As US Treasury Secretary Jacob J Lew tours EU capitals to push for tougher banking regulations, European Parliament legislators and officials from Greece, which holds the EU’s rotating presidency, begin talks in Brussels today to create a central agency for saving or shuttering eurozone banks before elections in May.
When EU finance ministers settled on a blueprint in December, European Central Bank president Mario Draghi “strongly” welcomed the plan, though it diverged from the ECB’s position.
The parliament’s stance is closer to the original proposal made in July by Michel Barnier, the EU’s financial services chief.
“With the political clock ticking in Brussels, and with evidence of regulatory fatigue on a number of fronts, it’s all about reaching a position that allows those concerned to claim that plans for a banking union are moving ahead,” said Richard Reid, a research fellow at the University of Dundee.
The Single Resolution Mechanism bill is part of an effort to build a banking union that would sever the financial links between lenders and sovereigns that fuelled Europe’s debt crisis.
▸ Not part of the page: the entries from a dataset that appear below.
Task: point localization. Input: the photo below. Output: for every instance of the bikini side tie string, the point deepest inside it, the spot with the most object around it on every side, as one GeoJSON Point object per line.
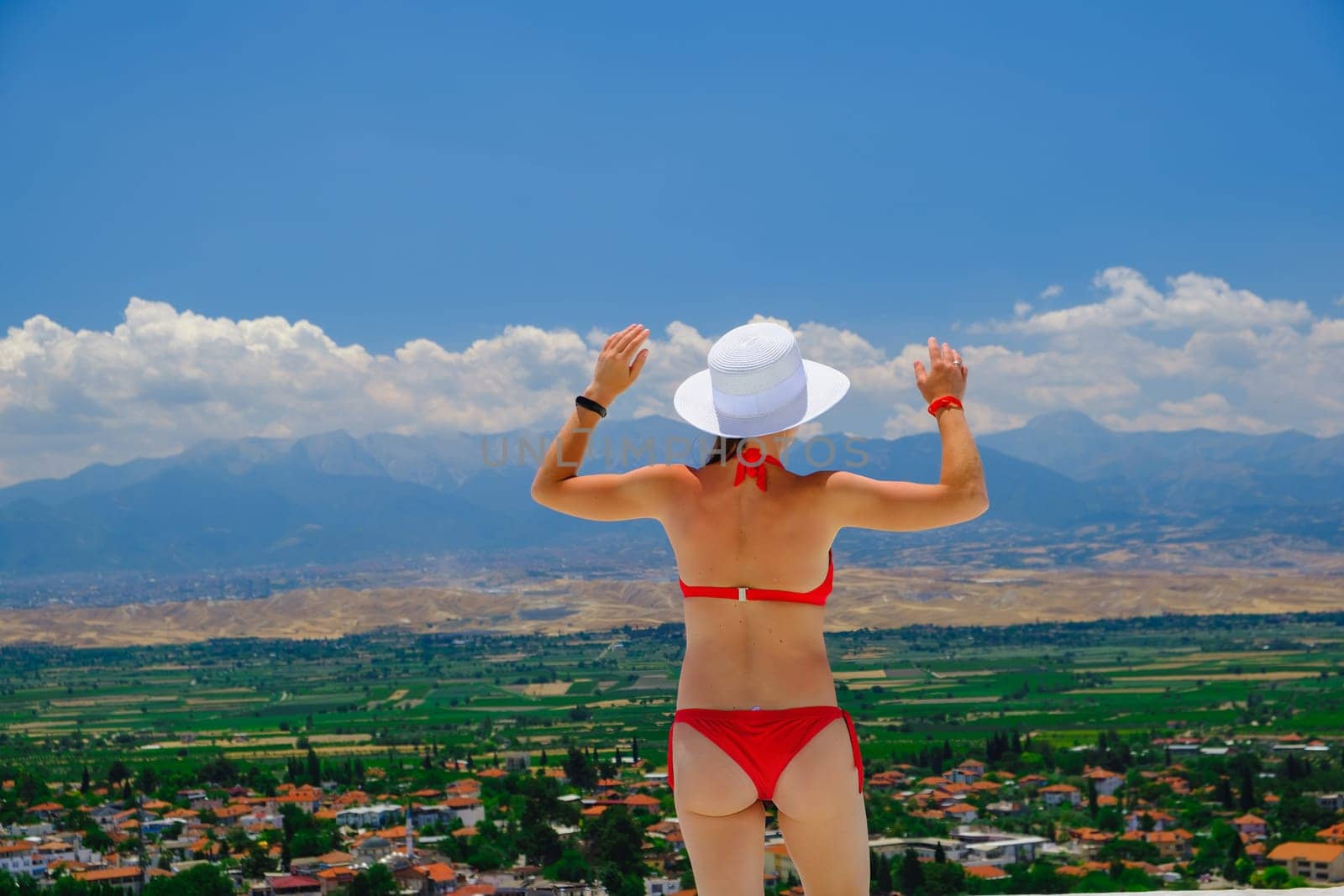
{"type": "Point", "coordinates": [757, 470]}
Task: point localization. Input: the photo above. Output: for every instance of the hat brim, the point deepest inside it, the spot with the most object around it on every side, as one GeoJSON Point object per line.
{"type": "Point", "coordinates": [694, 402]}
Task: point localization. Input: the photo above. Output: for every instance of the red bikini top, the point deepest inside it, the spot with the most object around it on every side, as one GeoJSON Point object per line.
{"type": "Point", "coordinates": [741, 593]}
{"type": "Point", "coordinates": [756, 469]}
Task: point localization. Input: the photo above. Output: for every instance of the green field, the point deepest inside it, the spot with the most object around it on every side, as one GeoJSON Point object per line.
{"type": "Point", "coordinates": [391, 692]}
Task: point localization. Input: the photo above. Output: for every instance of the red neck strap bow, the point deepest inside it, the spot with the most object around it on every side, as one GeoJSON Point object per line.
{"type": "Point", "coordinates": [754, 466]}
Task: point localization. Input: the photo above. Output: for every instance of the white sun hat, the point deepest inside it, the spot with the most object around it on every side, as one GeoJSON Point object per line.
{"type": "Point", "coordinates": [757, 383]}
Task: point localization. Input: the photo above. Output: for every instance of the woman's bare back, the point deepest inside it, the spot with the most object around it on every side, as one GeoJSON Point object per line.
{"type": "Point", "coordinates": [765, 653]}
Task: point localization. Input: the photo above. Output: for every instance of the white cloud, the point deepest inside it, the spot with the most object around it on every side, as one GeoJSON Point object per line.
{"type": "Point", "coordinates": [1198, 352]}
{"type": "Point", "coordinates": [1210, 410]}
{"type": "Point", "coordinates": [1193, 300]}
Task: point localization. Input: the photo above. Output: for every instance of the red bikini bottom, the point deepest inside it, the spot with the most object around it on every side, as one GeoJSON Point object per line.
{"type": "Point", "coordinates": [764, 741]}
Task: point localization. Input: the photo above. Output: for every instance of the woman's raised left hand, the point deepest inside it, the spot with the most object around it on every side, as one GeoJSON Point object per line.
{"type": "Point", "coordinates": [618, 364]}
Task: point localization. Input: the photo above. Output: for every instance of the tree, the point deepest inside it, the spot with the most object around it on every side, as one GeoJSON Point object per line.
{"type": "Point", "coordinates": [616, 839]}
{"type": "Point", "coordinates": [1247, 797]}
{"type": "Point", "coordinates": [198, 880]}
{"type": "Point", "coordinates": [911, 873]}
{"type": "Point", "coordinates": [570, 867]}
{"type": "Point", "coordinates": [315, 768]}
{"type": "Point", "coordinates": [944, 879]}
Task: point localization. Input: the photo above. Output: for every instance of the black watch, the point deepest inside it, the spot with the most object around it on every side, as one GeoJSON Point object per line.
{"type": "Point", "coordinates": [584, 401]}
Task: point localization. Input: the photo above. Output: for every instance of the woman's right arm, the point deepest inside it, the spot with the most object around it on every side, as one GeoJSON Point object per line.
{"type": "Point", "coordinates": [960, 493]}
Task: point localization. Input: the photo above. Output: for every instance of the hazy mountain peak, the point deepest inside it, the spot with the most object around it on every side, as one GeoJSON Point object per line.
{"type": "Point", "coordinates": [1065, 422]}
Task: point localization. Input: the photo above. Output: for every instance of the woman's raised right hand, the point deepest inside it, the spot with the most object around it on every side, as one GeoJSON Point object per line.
{"type": "Point", "coordinates": [942, 378]}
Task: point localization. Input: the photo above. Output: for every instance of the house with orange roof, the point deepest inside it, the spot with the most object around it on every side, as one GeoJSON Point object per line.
{"type": "Point", "coordinates": [1171, 844]}
{"type": "Point", "coordinates": [642, 801]}
{"type": "Point", "coordinates": [985, 872]}
{"type": "Point", "coordinates": [1162, 821]}
{"type": "Point", "coordinates": [1314, 862]}
{"type": "Point", "coordinates": [1106, 781]}
{"type": "Point", "coordinates": [960, 812]}
{"type": "Point", "coordinates": [1090, 839]}
{"type": "Point", "coordinates": [336, 878]}
{"type": "Point", "coordinates": [430, 880]}
{"type": "Point", "coordinates": [885, 779]}
{"type": "Point", "coordinates": [1252, 825]}
{"type": "Point", "coordinates": [128, 879]}
{"type": "Point", "coordinates": [20, 859]}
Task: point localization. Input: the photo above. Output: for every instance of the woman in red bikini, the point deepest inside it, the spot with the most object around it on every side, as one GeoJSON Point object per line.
{"type": "Point", "coordinates": [756, 714]}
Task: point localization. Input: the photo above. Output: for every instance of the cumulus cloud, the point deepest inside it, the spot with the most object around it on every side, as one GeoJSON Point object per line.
{"type": "Point", "coordinates": [1196, 352]}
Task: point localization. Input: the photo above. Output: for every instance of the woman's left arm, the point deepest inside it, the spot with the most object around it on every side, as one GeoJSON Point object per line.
{"type": "Point", "coordinates": [640, 493]}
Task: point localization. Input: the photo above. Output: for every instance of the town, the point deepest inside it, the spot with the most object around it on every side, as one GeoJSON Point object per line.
{"type": "Point", "coordinates": [417, 765]}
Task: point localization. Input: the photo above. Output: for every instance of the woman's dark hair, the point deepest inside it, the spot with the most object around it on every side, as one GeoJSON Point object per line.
{"type": "Point", "coordinates": [725, 449]}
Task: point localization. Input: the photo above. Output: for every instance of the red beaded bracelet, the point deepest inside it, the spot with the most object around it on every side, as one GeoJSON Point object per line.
{"type": "Point", "coordinates": [947, 401]}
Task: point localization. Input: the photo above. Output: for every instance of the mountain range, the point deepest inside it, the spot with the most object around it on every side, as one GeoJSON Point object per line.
{"type": "Point", "coordinates": [1062, 485]}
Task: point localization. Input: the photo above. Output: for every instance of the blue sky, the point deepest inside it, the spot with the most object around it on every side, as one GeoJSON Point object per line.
{"type": "Point", "coordinates": [400, 170]}
{"type": "Point", "coordinates": [396, 172]}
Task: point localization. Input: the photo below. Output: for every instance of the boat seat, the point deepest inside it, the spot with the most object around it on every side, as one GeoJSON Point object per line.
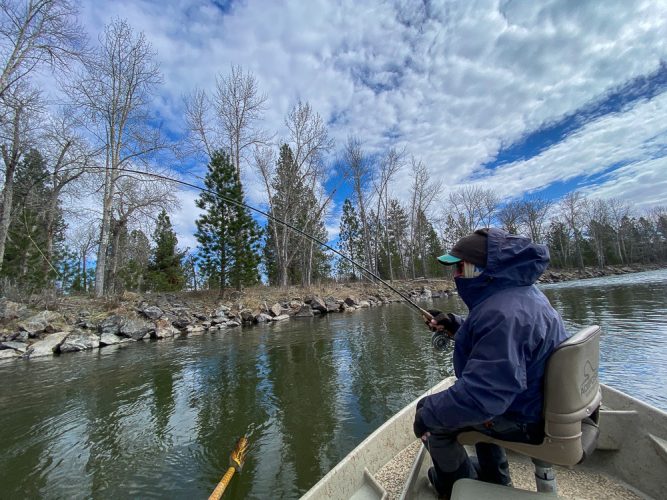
{"type": "Point", "coordinates": [571, 408]}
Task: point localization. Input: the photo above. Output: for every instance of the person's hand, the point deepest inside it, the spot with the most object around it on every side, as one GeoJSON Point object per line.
{"type": "Point", "coordinates": [418, 426]}
{"type": "Point", "coordinates": [442, 322]}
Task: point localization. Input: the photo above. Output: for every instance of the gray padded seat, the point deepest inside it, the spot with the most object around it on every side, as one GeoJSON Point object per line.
{"type": "Point", "coordinates": [571, 401]}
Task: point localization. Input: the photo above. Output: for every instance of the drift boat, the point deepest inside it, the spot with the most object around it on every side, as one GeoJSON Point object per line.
{"type": "Point", "coordinates": [629, 458]}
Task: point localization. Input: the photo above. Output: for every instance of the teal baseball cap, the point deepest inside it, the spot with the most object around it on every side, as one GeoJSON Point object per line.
{"type": "Point", "coordinates": [471, 248]}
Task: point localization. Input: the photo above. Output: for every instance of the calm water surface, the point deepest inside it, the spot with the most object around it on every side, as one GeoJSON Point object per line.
{"type": "Point", "coordinates": [159, 419]}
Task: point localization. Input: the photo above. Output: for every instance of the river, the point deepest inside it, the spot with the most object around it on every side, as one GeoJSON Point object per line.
{"type": "Point", "coordinates": [159, 419]}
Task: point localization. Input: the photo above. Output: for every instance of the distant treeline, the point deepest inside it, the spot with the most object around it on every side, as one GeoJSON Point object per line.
{"type": "Point", "coordinates": [85, 203]}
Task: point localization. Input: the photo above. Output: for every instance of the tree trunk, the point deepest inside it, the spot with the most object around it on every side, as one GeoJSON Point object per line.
{"type": "Point", "coordinates": [101, 266]}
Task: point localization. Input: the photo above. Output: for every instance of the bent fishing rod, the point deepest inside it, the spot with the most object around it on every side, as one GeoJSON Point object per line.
{"type": "Point", "coordinates": [428, 316]}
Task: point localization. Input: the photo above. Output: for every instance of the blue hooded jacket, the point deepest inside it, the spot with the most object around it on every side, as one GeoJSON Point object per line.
{"type": "Point", "coordinates": [503, 345]}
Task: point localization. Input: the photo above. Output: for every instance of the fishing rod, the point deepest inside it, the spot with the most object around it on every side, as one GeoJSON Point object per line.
{"type": "Point", "coordinates": [428, 316]}
{"type": "Point", "coordinates": [236, 461]}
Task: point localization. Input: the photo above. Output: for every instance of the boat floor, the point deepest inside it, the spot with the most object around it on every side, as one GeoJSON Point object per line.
{"type": "Point", "coordinates": [578, 483]}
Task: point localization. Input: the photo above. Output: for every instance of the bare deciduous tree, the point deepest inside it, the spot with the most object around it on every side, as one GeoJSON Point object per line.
{"type": "Point", "coordinates": [572, 208]}
{"type": "Point", "coordinates": [136, 202]}
{"type": "Point", "coordinates": [422, 194]}
{"type": "Point", "coordinates": [115, 91]}
{"type": "Point", "coordinates": [228, 120]}
{"type": "Point", "coordinates": [67, 155]}
{"type": "Point", "coordinates": [471, 208]}
{"type": "Point", "coordinates": [509, 216]}
{"type": "Point", "coordinates": [33, 32]}
{"type": "Point", "coordinates": [390, 164]}
{"type": "Point", "coordinates": [533, 216]}
{"type": "Point", "coordinates": [309, 141]}
{"type": "Point", "coordinates": [358, 170]}
{"type": "Point", "coordinates": [83, 239]}
{"type": "Point", "coordinates": [22, 108]}
{"type": "Point", "coordinates": [619, 211]}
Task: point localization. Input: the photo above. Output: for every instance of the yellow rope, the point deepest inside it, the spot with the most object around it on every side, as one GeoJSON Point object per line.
{"type": "Point", "coordinates": [236, 460]}
{"type": "Point", "coordinates": [222, 485]}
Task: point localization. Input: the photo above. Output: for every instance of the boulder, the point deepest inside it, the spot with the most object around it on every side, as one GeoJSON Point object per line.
{"type": "Point", "coordinates": [276, 309]}
{"type": "Point", "coordinates": [47, 347]}
{"type": "Point", "coordinates": [11, 310]}
{"type": "Point", "coordinates": [164, 329]}
{"type": "Point", "coordinates": [111, 325]}
{"type": "Point", "coordinates": [305, 311]}
{"type": "Point", "coordinates": [318, 304]}
{"type": "Point", "coordinates": [152, 312]}
{"type": "Point", "coordinates": [181, 323]}
{"type": "Point", "coordinates": [136, 329]}
{"type": "Point", "coordinates": [111, 339]}
{"type": "Point", "coordinates": [221, 310]}
{"type": "Point", "coordinates": [42, 322]}
{"type": "Point", "coordinates": [195, 330]}
{"type": "Point", "coordinates": [333, 305]}
{"type": "Point", "coordinates": [263, 318]}
{"type": "Point", "coordinates": [8, 354]}
{"type": "Point", "coordinates": [351, 301]}
{"type": "Point", "coordinates": [79, 340]}
{"type": "Point", "coordinates": [13, 345]}
{"type": "Point", "coordinates": [247, 316]}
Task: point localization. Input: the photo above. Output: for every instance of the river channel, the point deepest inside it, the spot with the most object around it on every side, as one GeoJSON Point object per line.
{"type": "Point", "coordinates": [159, 419]}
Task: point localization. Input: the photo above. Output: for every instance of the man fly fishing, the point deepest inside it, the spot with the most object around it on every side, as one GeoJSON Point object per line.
{"type": "Point", "coordinates": [499, 357]}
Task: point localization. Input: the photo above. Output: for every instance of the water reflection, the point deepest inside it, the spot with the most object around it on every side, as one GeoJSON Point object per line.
{"type": "Point", "coordinates": [159, 419]}
{"type": "Point", "coordinates": [632, 311]}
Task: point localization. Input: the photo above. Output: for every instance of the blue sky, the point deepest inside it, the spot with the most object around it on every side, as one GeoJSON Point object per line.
{"type": "Point", "coordinates": [517, 96]}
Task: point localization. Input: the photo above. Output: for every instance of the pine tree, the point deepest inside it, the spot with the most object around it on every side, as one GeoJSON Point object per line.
{"type": "Point", "coordinates": [24, 259]}
{"type": "Point", "coordinates": [136, 253]}
{"type": "Point", "coordinates": [227, 234]}
{"type": "Point", "coordinates": [166, 273]}
{"type": "Point", "coordinates": [349, 241]}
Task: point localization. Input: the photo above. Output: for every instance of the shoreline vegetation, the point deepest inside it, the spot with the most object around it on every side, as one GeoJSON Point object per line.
{"type": "Point", "coordinates": [50, 327]}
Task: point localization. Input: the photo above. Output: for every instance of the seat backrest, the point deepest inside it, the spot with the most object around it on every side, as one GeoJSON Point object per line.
{"type": "Point", "coordinates": [572, 389]}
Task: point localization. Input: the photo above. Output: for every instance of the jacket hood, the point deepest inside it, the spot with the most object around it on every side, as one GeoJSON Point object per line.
{"type": "Point", "coordinates": [512, 260]}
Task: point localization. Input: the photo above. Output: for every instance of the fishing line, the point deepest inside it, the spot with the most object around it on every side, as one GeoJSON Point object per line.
{"type": "Point", "coordinates": [275, 219]}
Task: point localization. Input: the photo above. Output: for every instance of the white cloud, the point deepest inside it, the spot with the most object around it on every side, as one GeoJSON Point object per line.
{"type": "Point", "coordinates": [452, 82]}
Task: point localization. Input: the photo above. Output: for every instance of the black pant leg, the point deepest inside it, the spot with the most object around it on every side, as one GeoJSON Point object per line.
{"type": "Point", "coordinates": [493, 464]}
{"type": "Point", "coordinates": [450, 461]}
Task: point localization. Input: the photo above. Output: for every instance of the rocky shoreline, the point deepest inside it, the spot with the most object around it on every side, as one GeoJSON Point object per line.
{"type": "Point", "coordinates": [82, 325]}
{"type": "Point", "coordinates": [27, 334]}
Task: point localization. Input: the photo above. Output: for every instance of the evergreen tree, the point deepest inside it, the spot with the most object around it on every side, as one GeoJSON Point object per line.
{"type": "Point", "coordinates": [24, 260]}
{"type": "Point", "coordinates": [136, 256]}
{"type": "Point", "coordinates": [165, 270]}
{"type": "Point", "coordinates": [349, 241]}
{"type": "Point", "coordinates": [393, 252]}
{"type": "Point", "coordinates": [227, 234]}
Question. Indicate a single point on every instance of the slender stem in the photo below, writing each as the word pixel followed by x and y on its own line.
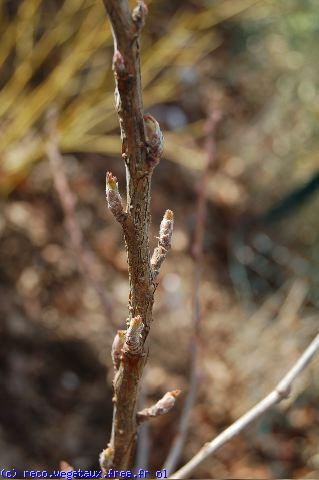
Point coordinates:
pixel 183 425
pixel 281 391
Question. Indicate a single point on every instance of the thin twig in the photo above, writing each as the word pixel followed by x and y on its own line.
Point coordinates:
pixel 182 428
pixel 142 147
pixel 143 438
pixel 85 255
pixel 281 391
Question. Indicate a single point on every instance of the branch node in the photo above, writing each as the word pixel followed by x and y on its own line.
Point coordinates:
pixel 117 348
pixel 154 140
pixel 119 67
pixel 113 198
pixel 164 242
pixel 133 338
pixel 139 15
pixel 106 457
pixel 163 406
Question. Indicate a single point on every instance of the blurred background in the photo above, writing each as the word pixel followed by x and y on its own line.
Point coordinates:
pixel 64 288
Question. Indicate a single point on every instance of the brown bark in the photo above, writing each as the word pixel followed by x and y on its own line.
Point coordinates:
pixel 139 161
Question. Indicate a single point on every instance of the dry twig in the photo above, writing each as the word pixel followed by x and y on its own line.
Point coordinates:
pixel 182 428
pixel 142 146
pixel 281 391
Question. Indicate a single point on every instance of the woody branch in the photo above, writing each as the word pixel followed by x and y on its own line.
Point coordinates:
pixel 142 145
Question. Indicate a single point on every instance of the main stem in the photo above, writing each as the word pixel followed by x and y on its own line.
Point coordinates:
pixel 129 105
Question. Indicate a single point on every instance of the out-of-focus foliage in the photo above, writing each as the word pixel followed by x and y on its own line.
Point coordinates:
pixel 63 56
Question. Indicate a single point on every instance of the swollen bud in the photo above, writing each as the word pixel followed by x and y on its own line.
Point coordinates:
pixel 154 139
pixel 113 198
pixel 133 338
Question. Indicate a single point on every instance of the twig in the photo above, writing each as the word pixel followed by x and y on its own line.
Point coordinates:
pixel 142 147
pixel 85 255
pixel 143 438
pixel 182 429
pixel 163 406
pixel 281 391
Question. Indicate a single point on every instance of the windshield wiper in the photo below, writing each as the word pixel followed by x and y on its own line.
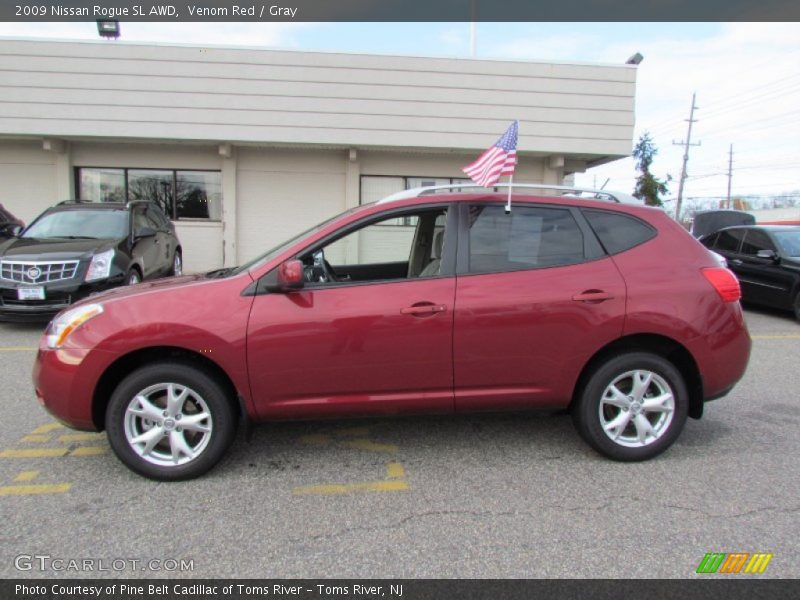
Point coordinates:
pixel 220 273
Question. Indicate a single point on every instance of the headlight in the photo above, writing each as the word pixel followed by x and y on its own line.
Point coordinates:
pixel 65 323
pixel 101 266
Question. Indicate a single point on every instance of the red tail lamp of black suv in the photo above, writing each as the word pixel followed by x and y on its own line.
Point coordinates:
pixel 423 303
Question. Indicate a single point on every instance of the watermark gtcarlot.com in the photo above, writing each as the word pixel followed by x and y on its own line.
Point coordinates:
pixel 57 564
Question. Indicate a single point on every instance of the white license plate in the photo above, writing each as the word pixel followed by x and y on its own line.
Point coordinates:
pixel 30 293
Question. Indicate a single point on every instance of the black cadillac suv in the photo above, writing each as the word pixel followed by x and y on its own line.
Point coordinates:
pixel 77 248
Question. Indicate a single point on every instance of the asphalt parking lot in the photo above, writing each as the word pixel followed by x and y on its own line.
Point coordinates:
pixel 459 497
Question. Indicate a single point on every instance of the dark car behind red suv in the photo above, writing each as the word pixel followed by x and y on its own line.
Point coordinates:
pixel 75 249
pixel 421 304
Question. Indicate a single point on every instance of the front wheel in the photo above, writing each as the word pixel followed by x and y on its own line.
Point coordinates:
pixel 177 264
pixel 170 421
pixel 633 407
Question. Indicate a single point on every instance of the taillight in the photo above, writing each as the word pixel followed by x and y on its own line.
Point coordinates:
pixel 724 282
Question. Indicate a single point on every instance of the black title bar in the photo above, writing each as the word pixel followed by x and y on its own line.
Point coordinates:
pixel 401 10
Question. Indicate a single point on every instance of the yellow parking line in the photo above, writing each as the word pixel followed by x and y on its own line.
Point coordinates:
pixel 88 451
pixel 34 453
pixel 47 428
pixel 81 437
pixel 348 488
pixel 52 452
pixel 371 446
pixel 354 432
pixel 41 488
pixel 27 476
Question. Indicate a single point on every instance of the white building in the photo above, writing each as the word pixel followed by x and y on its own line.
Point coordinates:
pixel 245 147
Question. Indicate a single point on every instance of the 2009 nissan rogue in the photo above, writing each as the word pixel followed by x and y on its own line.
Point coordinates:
pixel 422 303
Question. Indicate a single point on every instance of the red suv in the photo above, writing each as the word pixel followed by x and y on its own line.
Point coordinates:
pixel 422 303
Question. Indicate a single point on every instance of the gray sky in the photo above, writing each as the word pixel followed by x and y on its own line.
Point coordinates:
pixel 746 75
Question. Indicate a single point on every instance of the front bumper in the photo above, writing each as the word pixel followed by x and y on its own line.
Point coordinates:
pixel 58 296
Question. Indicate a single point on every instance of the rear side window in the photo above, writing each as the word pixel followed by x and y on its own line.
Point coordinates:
pixel 528 238
pixel 618 232
pixel 729 240
pixel 756 240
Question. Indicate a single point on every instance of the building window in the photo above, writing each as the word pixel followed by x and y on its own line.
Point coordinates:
pixel 180 194
pixel 101 185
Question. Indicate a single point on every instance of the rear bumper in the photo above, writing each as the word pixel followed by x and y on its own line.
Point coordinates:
pixel 722 355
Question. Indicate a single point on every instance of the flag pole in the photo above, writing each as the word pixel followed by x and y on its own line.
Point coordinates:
pixel 510 186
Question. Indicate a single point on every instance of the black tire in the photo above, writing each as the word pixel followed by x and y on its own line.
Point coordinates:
pixel 133 277
pixel 202 389
pixel 797 307
pixel 177 261
pixel 596 408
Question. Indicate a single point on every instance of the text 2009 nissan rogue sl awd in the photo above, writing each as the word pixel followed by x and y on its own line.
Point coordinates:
pixel 421 303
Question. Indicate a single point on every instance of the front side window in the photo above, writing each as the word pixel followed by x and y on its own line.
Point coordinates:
pixel 80 224
pixel 382 250
pixel 527 238
pixel 789 241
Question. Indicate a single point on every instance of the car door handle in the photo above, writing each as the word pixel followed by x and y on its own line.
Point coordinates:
pixel 423 309
pixel 593 296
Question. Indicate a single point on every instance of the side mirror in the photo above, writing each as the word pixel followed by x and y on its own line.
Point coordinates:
pixel 768 255
pixel 287 277
pixel 144 232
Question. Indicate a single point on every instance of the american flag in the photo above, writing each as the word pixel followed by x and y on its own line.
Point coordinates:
pixel 497 161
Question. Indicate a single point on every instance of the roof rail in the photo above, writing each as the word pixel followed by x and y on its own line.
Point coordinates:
pixel 619 197
pixel 130 203
pixel 74 201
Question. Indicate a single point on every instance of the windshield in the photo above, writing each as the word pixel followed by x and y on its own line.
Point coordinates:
pixel 264 258
pixel 80 224
pixel 788 241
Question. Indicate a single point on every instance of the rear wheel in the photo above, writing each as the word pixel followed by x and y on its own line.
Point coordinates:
pixel 633 407
pixel 170 421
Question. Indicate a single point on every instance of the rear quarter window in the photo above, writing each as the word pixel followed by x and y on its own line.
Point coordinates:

Barnier’s proposal for a strong central authority backed by a single fund to cover resolution met with approval from the parliament and the ECB, but faced an initial barrage of German-led complaints from governments, centred on warnings that the blueprint went too far in taking financial decisions out of national hands.
As talks begin, Lew is pressing European officials to follow the US in adopting tougher banking regulations to ensure that American financial firms are not put at a competitive disadvantage.